Après avoir passé vingt ans à Paris dans la publicité et suivi un MBA en arts décoratifs, elle cherchait un endroit où prendre le large. Une de ses amies l’avertit que la Manufacture Grès et Porcelaine de Digoin, célèbre pour sa fabrication exclusive de pots de moutarde, assiettes à escargots, terrines et autres plats à cassoulet, est à vendre et elle fonce tête la première. Quelques péripéties plus tard, la voilà propriétaire des lieux ! Et toujours sous le charme, convaincue d’accomplir une mission… « Je pensais que les habitants allaient m’accueilir comme une étrangère, me confie-t-elle en me faisant visiter, mais ils étaient si heureux de voir revivre la Manufacture qu’ils m’ont littéralement adoptée ».

Fermé en 2002, réouvert en 2003, refermé en 2013, réouvert en 2014, l’endroit a marqué des générations. Tandis que Corinne me balade de postes en postes, nous croisons Thierry, quinqua embauché à la manufacture à l’âge de 17 ans, que Corinne a réussi à reprendre avec dix-neuf autres salariés. « Comparés aux six cents employés de la belle époque, ce n’est pas énorme, mais on avance ! ». 

Epaulée par David, jeune directeur de production arrivé en juin dernier après que le précédent soit parti à la retraite, elle ne boude pas son bonheur. Ni ses heures. Ce week-end, c’était portes ouvertes et, comme chaque année depuis deux ans et demi, elle a directement vendu ses produits déstockés sur place. Plus de mille personnes ont foulé le béton centenaire. Toutes avec un mot gentil. Une dame a même pleuré, s’émeut-elle. C’est ces moments de partage qui la font tenir. On lui dit merci. On lui dit de continuer. On lui dit l’importance de ces plats simples, sans fioriture, qui font partie de la mémoire gastronomique ancestrale de la France et que les grands chefs remettent à l’honneur et ça lui donne encore plus envie de se démener.

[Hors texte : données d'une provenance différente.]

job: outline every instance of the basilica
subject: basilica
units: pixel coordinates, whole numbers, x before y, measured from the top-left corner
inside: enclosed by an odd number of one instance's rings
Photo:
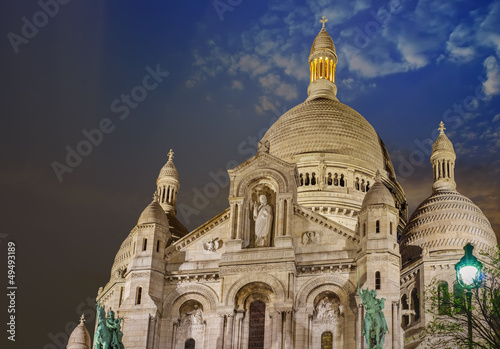
[[[426,285],[453,289],[466,243],[496,248],[488,219],[456,190],[442,123],[432,195],[408,220],[384,143],[336,97],[324,22],[308,62],[307,99],[228,171],[228,208],[193,231],[176,218],[182,178],[170,151],[97,295],[122,319],[125,349],[366,348],[366,289],[385,299],[383,348],[417,348],[430,321]],[[85,331],[77,327],[69,349],[90,349]]]

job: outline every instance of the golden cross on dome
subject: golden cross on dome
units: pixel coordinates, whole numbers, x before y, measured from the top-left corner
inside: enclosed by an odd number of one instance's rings
[[[439,128],[438,128],[439,131],[441,131],[440,134],[444,134],[444,130],[446,130],[446,128],[444,127],[444,122],[440,122],[439,123]]]
[[[320,19],[319,22],[323,24],[323,28],[321,29],[325,29],[325,23],[328,23],[328,18],[325,18],[325,16],[323,16],[323,18]]]

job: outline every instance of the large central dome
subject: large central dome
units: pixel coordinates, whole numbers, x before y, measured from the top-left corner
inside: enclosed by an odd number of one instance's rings
[[[337,99],[336,66],[335,46],[323,26],[309,55],[307,99],[283,114],[261,143],[271,155],[297,165],[300,205],[353,230],[379,171],[399,209],[401,232],[407,217],[403,189],[375,129]]]
[[[332,154],[339,162],[385,170],[394,178],[391,160],[375,129],[337,100],[317,98],[299,104],[271,126],[263,141],[269,141],[270,154],[290,162],[297,162],[303,154]]]

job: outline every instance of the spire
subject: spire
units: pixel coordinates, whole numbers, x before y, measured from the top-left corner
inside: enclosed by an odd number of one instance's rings
[[[333,40],[326,31],[325,16],[319,21],[322,28],[311,46],[309,55],[310,84],[307,89],[307,100],[316,98],[329,98],[337,100],[337,86],[335,86],[335,69],[337,66],[337,53]]]
[[[323,28],[321,28],[321,29],[325,29],[325,23],[328,23],[328,18],[325,18],[325,16],[323,16],[323,17],[319,20],[319,22],[320,22],[321,24],[323,24]]]
[[[455,183],[455,159],[456,154],[453,143],[448,139],[444,130],[444,123],[439,123],[439,136],[432,146],[431,163],[434,174],[434,184],[432,189],[456,190]]]
[[[156,199],[165,213],[172,213],[175,216],[175,204],[179,191],[179,173],[174,165],[174,152],[172,149],[167,154],[168,160],[160,170],[160,175],[156,180]]]

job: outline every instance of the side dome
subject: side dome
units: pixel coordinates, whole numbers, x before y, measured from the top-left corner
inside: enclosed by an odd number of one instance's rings
[[[333,99],[306,101],[283,114],[266,132],[269,153],[296,163],[300,155],[331,154],[336,161],[387,172],[389,154],[375,129],[354,109]]]
[[[89,331],[84,325],[85,319],[82,315],[80,318],[80,324],[75,327],[71,335],[69,336],[68,346],[66,349],[90,349],[90,335]]]
[[[165,211],[160,206],[160,204],[153,200],[145,209],[142,211],[139,220],[137,221],[137,225],[142,224],[160,224],[164,227],[168,227],[168,219]]]
[[[490,222],[469,198],[453,190],[435,191],[411,216],[401,248],[419,246],[429,251],[459,250],[471,242],[492,251],[497,239]]]
[[[177,172],[177,169],[172,161],[167,161],[167,163],[161,168],[158,180],[165,177],[171,177],[177,180],[179,179],[179,173]]]
[[[392,197],[389,189],[379,179],[375,182],[373,187],[366,193],[361,207],[370,205],[385,204],[394,207],[394,198]]]

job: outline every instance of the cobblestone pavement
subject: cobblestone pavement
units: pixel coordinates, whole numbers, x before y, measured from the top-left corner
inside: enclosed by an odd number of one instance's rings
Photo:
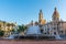
[[[66,44],[66,41],[9,41],[0,40],[0,44]]]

Il est midi lorsque nous terminons le repérage. Les ouvriers partent déjeuner et nous les imitons en marchant jusqu’au restaurant tout proche. Au menu du jour : des escargots… servis dans les plats en grès de Corinne. Parfait ! Je décide aussitôt de les emporter pour ma photo.

Texte et photographies signés Sandrine Roudeix.